Monolithic – large instruction set

Bundle everything into a big ISA. TBD whether it also makes sense to bundle everything into a big bcVM. Compiler work seems more complicated to me, but leaving such discussions to engineering.

Migrations

This section has some proposed procedures for migrating Starknet (classes, state, OS) from its current core stack to another one. Everything is very naive; apologies if also stupid. :see_no_evil:

In the multi-VM approach, I think we can avoid migrations entirely:

  1. There are no necessary large scale migrations.

  2. To avoid breaking changes when adding a new stack, we can move the state to e.g a forest of several trees indexed by some sequence numbers. This is similar to DA trees in the Volition design.
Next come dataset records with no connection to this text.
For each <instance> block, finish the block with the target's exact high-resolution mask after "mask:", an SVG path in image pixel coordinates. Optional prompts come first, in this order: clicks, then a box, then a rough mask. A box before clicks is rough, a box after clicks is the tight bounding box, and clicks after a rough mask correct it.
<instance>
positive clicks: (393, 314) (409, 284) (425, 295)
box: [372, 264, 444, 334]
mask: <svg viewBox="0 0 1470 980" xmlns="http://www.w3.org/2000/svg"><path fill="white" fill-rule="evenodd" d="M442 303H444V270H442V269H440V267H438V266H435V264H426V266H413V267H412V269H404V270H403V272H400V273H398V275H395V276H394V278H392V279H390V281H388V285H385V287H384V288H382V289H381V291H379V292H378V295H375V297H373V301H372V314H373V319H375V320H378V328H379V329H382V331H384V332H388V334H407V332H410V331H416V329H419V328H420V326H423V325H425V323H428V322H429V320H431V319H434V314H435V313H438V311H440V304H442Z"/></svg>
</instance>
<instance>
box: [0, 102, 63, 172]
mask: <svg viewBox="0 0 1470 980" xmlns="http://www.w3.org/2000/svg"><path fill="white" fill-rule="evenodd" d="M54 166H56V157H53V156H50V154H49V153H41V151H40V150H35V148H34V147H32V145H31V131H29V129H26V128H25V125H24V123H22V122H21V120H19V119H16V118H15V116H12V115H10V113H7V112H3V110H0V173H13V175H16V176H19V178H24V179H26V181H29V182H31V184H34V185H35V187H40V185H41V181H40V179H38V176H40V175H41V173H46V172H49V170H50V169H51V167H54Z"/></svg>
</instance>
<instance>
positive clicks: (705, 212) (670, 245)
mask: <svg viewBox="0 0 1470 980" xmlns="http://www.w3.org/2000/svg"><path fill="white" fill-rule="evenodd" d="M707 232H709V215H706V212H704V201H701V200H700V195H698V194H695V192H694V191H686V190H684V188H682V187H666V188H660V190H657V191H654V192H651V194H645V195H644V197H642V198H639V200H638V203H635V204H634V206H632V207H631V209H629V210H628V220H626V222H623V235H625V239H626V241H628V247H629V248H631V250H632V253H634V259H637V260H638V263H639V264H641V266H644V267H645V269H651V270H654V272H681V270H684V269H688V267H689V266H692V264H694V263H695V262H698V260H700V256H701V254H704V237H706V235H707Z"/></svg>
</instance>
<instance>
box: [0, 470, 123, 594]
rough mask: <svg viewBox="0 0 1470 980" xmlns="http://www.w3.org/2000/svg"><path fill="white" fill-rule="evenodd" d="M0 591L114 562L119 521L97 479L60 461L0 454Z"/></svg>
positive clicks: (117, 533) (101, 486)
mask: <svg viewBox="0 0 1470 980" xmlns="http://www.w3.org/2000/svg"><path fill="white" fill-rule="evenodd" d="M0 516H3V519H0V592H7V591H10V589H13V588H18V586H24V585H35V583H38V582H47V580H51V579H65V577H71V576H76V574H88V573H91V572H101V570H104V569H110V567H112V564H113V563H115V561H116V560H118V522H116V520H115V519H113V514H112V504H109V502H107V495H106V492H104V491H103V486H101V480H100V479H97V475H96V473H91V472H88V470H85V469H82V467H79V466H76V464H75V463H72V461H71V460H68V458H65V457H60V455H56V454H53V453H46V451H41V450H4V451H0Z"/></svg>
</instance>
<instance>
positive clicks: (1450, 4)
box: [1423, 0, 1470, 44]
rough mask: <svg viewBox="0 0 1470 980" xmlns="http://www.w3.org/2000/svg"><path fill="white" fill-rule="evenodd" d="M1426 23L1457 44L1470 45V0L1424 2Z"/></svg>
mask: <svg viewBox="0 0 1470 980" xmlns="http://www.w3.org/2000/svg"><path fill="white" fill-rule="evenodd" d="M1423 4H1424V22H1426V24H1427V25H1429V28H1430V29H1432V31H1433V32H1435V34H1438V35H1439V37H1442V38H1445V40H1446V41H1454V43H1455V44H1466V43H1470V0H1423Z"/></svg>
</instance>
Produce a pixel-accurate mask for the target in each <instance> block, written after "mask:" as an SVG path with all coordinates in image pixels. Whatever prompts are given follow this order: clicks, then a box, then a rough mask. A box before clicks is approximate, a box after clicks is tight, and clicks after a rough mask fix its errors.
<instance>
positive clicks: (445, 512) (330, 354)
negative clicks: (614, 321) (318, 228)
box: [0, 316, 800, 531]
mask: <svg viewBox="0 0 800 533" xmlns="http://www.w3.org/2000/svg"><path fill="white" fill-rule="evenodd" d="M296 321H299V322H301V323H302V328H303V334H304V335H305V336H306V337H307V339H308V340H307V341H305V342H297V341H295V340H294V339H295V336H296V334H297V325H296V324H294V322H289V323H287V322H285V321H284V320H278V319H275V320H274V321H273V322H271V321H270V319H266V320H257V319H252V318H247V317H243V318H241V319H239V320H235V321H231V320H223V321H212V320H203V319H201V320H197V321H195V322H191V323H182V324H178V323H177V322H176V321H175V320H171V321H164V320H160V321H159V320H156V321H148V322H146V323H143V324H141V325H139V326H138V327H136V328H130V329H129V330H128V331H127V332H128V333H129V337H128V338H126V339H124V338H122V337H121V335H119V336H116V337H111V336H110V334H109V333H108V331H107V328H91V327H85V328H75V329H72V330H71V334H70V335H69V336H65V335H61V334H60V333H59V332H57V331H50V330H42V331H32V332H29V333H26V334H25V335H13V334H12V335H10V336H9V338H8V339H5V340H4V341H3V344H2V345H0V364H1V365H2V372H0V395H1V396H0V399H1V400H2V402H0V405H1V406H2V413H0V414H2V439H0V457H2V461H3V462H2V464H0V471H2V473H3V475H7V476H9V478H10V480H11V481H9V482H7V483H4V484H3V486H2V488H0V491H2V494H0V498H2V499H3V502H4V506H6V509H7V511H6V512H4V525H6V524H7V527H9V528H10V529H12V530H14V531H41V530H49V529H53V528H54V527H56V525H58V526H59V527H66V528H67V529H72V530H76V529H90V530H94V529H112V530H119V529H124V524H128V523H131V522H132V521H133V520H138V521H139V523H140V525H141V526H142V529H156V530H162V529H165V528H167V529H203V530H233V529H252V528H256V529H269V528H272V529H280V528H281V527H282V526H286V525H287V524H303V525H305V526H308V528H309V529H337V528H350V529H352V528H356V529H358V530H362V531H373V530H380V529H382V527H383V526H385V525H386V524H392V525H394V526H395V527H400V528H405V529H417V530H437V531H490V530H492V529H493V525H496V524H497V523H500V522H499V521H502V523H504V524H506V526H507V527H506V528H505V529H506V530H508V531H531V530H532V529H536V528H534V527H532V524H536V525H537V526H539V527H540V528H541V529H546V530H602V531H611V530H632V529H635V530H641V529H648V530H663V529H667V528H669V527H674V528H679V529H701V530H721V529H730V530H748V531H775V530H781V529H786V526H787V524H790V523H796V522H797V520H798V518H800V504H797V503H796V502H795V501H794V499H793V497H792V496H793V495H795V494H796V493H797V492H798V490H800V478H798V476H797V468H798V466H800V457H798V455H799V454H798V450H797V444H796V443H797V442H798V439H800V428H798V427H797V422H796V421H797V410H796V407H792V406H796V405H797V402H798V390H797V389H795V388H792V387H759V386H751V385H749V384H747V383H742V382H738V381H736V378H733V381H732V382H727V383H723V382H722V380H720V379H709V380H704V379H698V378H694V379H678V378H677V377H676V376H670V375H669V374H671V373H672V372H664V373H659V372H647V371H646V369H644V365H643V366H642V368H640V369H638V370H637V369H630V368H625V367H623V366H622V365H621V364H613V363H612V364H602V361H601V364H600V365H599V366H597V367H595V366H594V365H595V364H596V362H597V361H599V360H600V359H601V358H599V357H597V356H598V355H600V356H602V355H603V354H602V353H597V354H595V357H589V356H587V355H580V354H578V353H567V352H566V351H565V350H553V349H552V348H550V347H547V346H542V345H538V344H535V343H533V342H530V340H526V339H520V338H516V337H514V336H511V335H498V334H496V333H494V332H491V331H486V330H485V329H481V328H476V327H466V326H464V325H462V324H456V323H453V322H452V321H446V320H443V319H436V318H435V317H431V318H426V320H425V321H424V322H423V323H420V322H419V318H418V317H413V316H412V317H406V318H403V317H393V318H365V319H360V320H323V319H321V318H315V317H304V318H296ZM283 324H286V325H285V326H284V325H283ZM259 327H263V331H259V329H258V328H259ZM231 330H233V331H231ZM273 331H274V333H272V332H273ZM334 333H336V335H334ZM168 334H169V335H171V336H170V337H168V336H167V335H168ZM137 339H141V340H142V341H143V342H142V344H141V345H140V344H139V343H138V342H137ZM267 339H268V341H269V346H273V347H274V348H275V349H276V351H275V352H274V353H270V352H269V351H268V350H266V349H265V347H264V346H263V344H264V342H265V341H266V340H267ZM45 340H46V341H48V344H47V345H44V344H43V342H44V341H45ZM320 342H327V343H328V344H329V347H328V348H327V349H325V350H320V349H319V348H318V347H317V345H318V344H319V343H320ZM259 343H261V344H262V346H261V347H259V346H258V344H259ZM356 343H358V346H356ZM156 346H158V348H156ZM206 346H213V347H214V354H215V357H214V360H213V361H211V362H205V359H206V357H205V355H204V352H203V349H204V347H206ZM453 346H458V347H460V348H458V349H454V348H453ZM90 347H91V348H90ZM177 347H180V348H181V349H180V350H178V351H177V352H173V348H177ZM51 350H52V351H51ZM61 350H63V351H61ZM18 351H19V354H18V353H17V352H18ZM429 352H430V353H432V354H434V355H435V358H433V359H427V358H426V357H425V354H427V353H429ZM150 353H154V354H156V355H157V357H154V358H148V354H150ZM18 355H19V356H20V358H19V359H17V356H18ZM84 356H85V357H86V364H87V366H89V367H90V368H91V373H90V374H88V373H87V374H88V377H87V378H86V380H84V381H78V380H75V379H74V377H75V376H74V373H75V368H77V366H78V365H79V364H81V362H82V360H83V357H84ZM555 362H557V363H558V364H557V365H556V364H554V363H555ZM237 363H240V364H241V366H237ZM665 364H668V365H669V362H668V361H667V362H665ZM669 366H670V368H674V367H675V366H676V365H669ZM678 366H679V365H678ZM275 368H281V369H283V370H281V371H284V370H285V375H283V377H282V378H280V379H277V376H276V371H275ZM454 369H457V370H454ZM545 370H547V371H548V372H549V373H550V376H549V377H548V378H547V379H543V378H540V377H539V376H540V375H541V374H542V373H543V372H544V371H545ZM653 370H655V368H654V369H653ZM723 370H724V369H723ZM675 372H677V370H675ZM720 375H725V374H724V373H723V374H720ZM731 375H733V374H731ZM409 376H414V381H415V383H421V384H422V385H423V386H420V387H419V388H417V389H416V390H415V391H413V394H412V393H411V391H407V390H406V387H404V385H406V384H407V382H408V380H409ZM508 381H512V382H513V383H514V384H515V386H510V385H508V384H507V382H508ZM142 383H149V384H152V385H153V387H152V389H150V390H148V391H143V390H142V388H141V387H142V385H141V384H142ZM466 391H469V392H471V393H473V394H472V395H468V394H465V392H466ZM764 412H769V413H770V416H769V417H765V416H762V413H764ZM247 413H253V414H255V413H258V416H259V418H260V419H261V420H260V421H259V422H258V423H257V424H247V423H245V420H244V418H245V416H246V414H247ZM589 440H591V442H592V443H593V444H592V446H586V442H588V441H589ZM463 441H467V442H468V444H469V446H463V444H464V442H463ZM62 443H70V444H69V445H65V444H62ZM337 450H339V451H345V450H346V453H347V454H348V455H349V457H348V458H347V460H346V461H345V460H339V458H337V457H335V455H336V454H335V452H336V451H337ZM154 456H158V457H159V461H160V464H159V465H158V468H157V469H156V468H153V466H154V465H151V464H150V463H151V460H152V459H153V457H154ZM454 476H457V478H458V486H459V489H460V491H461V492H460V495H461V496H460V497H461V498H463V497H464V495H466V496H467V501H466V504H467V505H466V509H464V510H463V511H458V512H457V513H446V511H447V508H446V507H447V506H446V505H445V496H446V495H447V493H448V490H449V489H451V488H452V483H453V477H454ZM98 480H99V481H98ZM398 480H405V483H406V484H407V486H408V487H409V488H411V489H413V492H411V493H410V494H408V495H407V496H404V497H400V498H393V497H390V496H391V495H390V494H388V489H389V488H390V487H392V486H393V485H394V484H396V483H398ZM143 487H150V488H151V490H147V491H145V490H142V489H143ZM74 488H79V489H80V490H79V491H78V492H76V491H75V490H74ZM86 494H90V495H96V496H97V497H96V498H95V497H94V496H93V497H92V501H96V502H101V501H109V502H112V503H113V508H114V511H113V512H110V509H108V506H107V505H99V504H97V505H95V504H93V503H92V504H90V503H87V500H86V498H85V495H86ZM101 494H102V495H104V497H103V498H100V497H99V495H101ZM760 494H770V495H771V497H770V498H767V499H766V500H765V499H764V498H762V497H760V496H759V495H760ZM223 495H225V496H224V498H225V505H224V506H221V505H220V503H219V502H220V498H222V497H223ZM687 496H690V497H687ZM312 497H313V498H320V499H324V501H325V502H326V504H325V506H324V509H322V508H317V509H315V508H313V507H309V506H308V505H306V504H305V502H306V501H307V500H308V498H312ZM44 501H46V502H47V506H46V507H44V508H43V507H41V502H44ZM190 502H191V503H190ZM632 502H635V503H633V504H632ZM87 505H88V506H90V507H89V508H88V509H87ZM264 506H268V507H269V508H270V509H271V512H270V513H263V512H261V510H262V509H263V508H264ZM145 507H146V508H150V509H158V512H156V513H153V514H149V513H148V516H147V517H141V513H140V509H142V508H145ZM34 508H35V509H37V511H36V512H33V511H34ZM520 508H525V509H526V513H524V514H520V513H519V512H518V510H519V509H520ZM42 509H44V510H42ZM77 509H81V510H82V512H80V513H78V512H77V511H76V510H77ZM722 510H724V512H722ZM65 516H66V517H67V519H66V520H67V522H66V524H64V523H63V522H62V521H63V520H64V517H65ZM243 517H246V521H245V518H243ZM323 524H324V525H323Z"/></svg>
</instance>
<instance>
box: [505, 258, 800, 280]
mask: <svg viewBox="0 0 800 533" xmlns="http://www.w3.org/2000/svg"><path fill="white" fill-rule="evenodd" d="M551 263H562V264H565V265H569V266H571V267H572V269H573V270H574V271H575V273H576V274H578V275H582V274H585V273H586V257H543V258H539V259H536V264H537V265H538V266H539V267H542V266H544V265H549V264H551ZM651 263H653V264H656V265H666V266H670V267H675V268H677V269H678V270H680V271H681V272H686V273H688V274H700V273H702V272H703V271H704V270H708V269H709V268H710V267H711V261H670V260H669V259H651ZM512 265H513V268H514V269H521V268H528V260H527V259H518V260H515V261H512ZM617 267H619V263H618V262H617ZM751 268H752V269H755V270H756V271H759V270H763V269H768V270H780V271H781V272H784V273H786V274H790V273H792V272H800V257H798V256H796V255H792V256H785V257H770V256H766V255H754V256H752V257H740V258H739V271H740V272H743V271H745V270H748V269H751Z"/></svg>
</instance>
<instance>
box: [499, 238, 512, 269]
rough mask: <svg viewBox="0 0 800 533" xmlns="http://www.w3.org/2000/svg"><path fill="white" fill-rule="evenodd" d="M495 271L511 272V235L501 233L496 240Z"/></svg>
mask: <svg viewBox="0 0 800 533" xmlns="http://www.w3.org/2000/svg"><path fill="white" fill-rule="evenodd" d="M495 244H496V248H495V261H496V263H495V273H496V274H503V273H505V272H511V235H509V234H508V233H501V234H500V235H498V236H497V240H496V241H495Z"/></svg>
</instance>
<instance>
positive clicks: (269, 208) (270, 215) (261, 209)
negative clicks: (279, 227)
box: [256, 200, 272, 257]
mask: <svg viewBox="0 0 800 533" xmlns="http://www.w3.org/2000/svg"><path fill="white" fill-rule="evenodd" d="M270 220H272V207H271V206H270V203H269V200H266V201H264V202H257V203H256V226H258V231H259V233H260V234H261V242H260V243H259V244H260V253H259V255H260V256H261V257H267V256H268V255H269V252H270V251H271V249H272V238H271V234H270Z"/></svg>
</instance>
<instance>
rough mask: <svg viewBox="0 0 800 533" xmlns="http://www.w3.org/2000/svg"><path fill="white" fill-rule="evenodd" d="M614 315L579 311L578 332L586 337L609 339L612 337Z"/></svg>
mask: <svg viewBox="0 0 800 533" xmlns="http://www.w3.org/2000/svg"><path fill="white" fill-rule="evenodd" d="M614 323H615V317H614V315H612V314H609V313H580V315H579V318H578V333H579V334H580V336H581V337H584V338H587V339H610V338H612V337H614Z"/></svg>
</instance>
State. One-time proof of conversion: we prove the conversion from the current state representation to the new one. For example, to move from the present 252 Cairo + mixed Pedersen-Poseidon commitment to M31 Cairo with e.g Blake, we’ll prove type conversions and also compatibility of commitments using the old hash and the new.

I’m really in favor of

option #1: native multi-VM. Below we outline two approaches. The modular one manages several separate core stacks that operate on different (but possibly intersecting) parts of the Starknet state

I think that it’s the best to foster an ecosystem of AIR/ISA builders each with different purposes. The monolitic approach on the other would most probably limit the number of contributors and consequently the total number of built ISA

Although it is not ZK, I think Arbitrum Stylus might be a good example for native/modular multi-VM.
I wonder how they solve multi-OS approach. Will read a bit more on it.